Sampson avait écrit un message sur Instagram disant qu’il perdait la foi et que cela ne le dérangeait pas et qu’il était désormais en paix, ajoutant : « C’est fou ! »

Cooper avait réagi, sans le nommer, en dénonçant le culte de la personnalité dans le milieu chrétien via un message partagé depuis plus de 41 000 fois.

« Nous devons CESSER de faire des dirigeants de cultes, des leaders d’opinion ou des influenceurs, ou des gens « cool » ou des personnes « pertinentes » les personnes les plus influentes du christianisme. »

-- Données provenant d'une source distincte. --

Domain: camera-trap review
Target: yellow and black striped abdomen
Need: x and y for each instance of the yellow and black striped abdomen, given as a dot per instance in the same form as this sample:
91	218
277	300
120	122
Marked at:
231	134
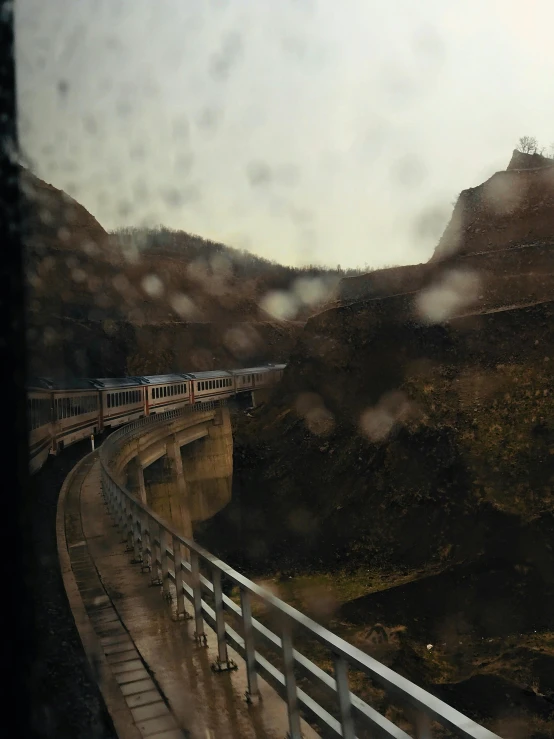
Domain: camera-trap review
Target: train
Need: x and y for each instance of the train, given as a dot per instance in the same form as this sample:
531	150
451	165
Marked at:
61	414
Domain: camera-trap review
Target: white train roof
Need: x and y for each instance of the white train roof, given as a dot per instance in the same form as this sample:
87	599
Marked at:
164	379
210	374
115	382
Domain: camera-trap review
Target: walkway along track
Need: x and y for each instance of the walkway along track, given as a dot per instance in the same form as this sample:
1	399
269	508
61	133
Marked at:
184	571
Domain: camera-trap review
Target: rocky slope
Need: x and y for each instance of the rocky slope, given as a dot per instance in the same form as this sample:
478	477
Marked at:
410	449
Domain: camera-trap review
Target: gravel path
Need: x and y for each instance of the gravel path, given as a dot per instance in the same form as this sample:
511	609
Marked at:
65	700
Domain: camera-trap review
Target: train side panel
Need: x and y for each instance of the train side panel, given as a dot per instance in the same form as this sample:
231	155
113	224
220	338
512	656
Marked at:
120	406
39	410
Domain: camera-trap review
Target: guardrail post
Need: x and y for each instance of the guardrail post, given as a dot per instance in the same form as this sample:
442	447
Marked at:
222	663
156	555
251	674
137	535
199	635
146	545
129	526
164	541
178	559
343	692
290	682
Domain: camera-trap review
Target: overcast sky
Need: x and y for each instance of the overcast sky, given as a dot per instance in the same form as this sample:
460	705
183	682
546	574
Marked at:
302	130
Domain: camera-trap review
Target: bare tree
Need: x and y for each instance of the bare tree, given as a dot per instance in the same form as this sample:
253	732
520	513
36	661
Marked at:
528	144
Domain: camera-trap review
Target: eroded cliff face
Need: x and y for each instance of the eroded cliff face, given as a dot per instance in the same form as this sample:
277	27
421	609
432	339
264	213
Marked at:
500	240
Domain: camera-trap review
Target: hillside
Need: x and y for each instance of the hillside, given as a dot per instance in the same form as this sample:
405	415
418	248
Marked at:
499	239
109	304
407	469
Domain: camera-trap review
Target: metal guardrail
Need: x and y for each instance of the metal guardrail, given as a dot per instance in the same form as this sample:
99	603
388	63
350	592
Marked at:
176	561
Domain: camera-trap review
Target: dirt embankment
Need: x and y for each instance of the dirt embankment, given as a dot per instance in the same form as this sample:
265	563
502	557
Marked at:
412	439
421	455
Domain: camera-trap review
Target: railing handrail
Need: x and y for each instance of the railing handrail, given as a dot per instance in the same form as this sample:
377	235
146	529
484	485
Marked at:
394	683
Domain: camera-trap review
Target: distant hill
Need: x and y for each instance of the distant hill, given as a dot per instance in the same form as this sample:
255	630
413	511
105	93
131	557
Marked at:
152	300
499	242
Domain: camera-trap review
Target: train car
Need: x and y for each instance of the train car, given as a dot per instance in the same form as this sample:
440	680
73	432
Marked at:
75	412
251	378
165	392
211	385
121	400
39	413
278	370
63	413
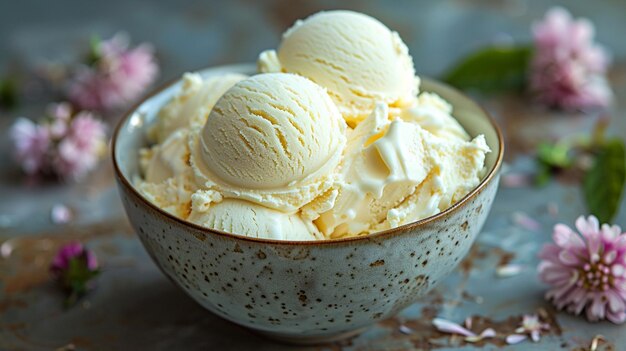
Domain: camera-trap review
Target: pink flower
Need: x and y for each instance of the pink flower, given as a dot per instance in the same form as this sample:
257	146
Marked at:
74	267
568	69
31	144
587	271
118	76
531	326
79	152
74	250
60	114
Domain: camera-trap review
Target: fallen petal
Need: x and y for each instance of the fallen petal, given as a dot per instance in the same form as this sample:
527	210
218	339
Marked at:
515	339
405	330
60	214
447	326
509	270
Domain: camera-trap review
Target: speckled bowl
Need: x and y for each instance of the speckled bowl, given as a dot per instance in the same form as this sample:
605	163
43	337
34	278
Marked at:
306	292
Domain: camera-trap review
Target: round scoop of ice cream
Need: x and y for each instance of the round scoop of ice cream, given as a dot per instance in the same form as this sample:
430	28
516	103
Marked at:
356	57
192	104
274	139
249	219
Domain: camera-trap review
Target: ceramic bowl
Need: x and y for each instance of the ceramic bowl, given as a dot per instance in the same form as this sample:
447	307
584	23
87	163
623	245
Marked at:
305	292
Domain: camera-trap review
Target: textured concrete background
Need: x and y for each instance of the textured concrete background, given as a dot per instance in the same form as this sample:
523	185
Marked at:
135	307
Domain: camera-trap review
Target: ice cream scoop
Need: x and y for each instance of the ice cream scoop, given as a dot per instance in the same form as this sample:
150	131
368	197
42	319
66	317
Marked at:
275	139
384	162
167	159
357	58
192	104
395	172
249	219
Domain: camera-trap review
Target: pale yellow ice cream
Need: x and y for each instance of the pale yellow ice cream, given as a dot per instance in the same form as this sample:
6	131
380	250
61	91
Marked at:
192	104
273	139
270	156
357	58
246	218
395	172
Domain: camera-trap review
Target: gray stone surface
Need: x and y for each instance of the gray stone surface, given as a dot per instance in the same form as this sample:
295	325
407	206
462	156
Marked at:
135	307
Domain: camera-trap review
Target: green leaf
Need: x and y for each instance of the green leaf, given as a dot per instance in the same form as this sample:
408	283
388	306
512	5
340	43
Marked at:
554	155
8	93
495	68
543	175
604	182
94	50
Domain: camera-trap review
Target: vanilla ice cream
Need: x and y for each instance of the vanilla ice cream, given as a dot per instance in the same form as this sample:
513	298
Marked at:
332	140
192	104
357	58
274	139
246	218
165	160
396	171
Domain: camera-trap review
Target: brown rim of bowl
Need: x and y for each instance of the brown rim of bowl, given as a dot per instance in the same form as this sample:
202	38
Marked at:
486	180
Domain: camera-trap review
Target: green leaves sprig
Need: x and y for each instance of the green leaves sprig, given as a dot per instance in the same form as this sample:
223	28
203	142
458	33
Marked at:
603	180
493	69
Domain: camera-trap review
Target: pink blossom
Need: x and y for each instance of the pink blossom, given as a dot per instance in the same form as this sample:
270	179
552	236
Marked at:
568	69
74	250
119	75
80	150
74	267
60	114
60	214
587	271
531	326
31	144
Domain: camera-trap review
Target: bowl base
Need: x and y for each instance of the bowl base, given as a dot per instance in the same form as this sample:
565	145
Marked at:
311	340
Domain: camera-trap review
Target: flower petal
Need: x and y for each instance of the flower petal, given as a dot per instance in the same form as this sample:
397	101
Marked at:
515	338
589	226
447	326
569	258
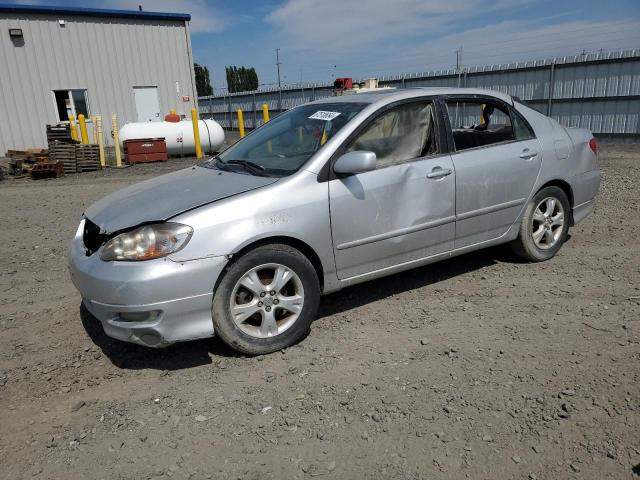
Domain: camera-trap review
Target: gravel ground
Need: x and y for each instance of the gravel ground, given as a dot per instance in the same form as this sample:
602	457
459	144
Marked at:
479	367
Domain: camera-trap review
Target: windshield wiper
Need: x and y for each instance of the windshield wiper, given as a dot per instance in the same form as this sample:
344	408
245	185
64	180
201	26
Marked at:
248	165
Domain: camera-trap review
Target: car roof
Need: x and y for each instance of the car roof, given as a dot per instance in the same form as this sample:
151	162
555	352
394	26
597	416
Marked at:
390	95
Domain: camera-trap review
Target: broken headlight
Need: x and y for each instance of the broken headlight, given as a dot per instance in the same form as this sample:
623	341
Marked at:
147	242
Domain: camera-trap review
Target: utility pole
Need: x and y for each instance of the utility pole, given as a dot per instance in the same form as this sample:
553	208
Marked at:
279	86
459	63
278	64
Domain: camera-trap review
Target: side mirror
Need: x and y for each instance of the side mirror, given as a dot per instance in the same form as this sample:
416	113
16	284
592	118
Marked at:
358	161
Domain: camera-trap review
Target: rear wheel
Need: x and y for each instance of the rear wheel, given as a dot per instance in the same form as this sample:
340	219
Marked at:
266	300
544	225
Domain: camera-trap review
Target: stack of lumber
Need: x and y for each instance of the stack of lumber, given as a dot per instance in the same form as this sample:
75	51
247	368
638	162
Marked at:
65	153
87	158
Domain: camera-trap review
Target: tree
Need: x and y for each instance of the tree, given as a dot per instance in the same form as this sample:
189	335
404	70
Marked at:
203	84
241	79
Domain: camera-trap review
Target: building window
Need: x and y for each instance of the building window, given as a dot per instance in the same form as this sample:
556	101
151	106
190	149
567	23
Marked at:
71	102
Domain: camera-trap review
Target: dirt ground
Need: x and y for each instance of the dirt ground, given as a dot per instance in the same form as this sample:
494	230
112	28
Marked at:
480	367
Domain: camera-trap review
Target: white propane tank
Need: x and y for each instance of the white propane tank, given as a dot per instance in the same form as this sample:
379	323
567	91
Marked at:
177	135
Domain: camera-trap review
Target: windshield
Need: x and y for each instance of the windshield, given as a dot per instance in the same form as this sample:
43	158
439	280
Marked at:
285	143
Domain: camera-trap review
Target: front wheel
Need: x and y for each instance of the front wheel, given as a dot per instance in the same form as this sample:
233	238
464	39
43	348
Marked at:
266	300
544	226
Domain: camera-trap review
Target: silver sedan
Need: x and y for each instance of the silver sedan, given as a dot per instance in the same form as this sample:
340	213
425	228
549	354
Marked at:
327	195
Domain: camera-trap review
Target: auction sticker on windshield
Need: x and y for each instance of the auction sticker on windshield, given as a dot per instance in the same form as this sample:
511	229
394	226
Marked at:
322	115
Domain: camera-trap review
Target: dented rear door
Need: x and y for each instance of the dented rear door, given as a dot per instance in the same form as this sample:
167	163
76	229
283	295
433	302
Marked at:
392	215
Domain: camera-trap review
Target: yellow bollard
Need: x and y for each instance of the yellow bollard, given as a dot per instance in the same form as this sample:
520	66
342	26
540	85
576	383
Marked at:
241	123
116	139
72	125
196	133
83	129
265	119
99	139
94	130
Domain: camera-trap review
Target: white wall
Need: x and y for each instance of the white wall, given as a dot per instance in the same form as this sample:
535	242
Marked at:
105	56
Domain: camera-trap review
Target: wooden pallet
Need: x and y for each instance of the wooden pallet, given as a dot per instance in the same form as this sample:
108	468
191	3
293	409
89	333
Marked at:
47	170
87	158
60	132
65	153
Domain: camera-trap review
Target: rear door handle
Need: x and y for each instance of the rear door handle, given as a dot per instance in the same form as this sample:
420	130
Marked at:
527	154
439	172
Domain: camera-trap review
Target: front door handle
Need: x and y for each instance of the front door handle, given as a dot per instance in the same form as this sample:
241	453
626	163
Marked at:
439	172
527	154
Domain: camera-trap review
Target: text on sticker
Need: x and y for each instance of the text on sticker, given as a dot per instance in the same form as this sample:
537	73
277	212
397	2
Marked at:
322	115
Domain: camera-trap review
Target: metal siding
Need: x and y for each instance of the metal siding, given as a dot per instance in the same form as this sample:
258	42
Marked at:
105	56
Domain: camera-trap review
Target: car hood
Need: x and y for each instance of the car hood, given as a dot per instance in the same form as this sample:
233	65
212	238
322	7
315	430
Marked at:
168	195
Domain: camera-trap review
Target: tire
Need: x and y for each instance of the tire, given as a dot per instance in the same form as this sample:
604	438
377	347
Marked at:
249	314
542	233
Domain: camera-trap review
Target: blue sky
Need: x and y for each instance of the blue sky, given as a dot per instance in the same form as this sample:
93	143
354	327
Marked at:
323	39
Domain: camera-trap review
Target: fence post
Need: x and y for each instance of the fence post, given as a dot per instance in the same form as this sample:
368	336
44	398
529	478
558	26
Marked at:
100	139
255	114
240	123
552	80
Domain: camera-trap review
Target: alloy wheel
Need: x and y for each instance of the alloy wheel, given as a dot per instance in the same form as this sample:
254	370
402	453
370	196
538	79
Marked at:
267	300
547	223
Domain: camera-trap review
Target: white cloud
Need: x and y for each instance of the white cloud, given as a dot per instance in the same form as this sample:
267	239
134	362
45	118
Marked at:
349	24
204	18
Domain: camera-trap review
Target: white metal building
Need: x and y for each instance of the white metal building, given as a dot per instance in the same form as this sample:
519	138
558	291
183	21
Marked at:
56	62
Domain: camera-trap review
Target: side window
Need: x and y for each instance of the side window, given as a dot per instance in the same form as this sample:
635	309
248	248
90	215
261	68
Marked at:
479	123
520	127
402	134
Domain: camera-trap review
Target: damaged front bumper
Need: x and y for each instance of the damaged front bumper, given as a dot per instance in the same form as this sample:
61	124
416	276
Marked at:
153	303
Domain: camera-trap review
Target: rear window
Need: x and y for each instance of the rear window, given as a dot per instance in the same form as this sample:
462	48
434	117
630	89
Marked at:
479	123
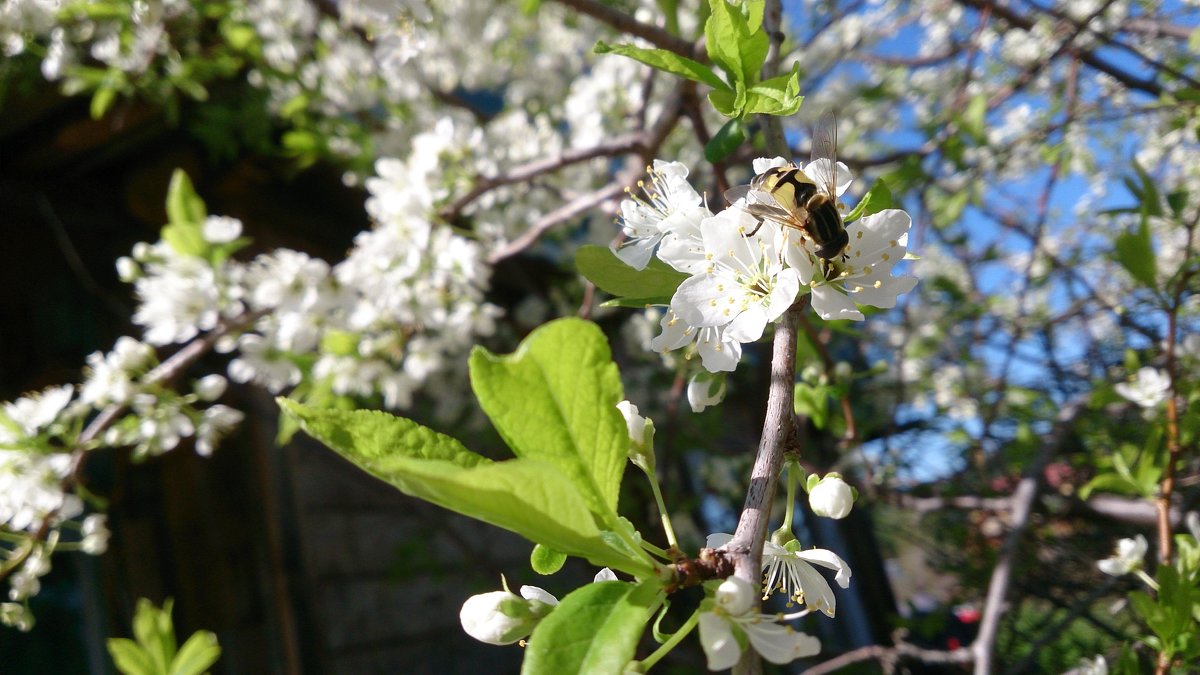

Sampson avait de suite réalisé qu’il était visé et objecté que le chanteur de Skillet n’avait pas le droit de travestir ses propos en disant qu’il essayait d’influencer les autres. L’ancien chef de la louange avait ajouté qu’il n’avait jamais cherché à attirer l’attention sur lui, mais à être honnête avec les gens. Les diverses critiques ont souligné que Sampson avait, malgré ses dénégations, mis en avant son apostasie sans ignorer l’impact que pouvait avoir cette déclaration sur tous ceux qu’il pouvait influencer.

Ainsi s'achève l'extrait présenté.